Unique Kazhdan--Lusztig right cell for modules with same associated variety

Characterization of modules based on Kazhdan--Lusztig cells and special elements

Counting of modules within a given Harish-Chandra cell

Abstract

Let $G$ be a Hermitian type Lie group with the complexified Lie algebra $\mathfrak{g}$. We use $L(\lambda)$ to denote a highest weight Harish-Chandra $G$-module with infinitesimal character $\lambda$. Let $w$ be an element in the Weyl group $W$. We use $L_w$ to denote a highest weight module with highest weight $-w\rho-\rho$. In this paper we prove that there is only one Kazhdan--Lusztig right cell such that the corresponding highest weight Harish-Chandra modules $L_w$ have the same associated variety.

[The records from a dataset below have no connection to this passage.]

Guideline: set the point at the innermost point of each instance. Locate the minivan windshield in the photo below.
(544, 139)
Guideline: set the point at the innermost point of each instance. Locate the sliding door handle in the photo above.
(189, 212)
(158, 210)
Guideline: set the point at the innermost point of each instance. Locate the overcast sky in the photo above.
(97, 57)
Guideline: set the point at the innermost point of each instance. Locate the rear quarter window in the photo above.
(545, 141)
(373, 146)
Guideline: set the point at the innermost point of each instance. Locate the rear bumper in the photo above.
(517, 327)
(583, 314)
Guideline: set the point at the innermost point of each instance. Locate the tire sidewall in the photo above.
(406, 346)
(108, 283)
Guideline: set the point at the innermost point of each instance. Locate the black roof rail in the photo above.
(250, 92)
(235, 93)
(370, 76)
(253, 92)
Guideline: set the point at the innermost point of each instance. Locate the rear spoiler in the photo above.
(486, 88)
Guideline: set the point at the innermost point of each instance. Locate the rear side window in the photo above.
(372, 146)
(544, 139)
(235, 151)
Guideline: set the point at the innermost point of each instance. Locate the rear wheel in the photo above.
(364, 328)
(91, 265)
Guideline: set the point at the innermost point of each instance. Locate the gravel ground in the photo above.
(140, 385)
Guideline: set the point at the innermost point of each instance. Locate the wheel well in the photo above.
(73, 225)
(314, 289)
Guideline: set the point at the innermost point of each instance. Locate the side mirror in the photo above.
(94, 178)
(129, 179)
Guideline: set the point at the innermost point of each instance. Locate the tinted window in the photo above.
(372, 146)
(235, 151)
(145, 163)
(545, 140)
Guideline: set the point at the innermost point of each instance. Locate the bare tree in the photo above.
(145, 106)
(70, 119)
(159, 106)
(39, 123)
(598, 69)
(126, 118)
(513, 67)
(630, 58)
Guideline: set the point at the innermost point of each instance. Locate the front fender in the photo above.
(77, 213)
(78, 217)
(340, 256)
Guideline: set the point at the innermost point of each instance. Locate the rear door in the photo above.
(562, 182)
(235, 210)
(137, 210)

Then we give a characterization for those $w$ such that $L_w$ is a highest weight Harish-Chandra module and the associated variety of $L(\lambda)$ will be characterized by the information of the Kazhdan--Lusztig right cell containing some special $w_{\lambda}$. We also count the number of those highest weight Harish-Chandra modules $L_w$ in a given Harish-Chandra cell.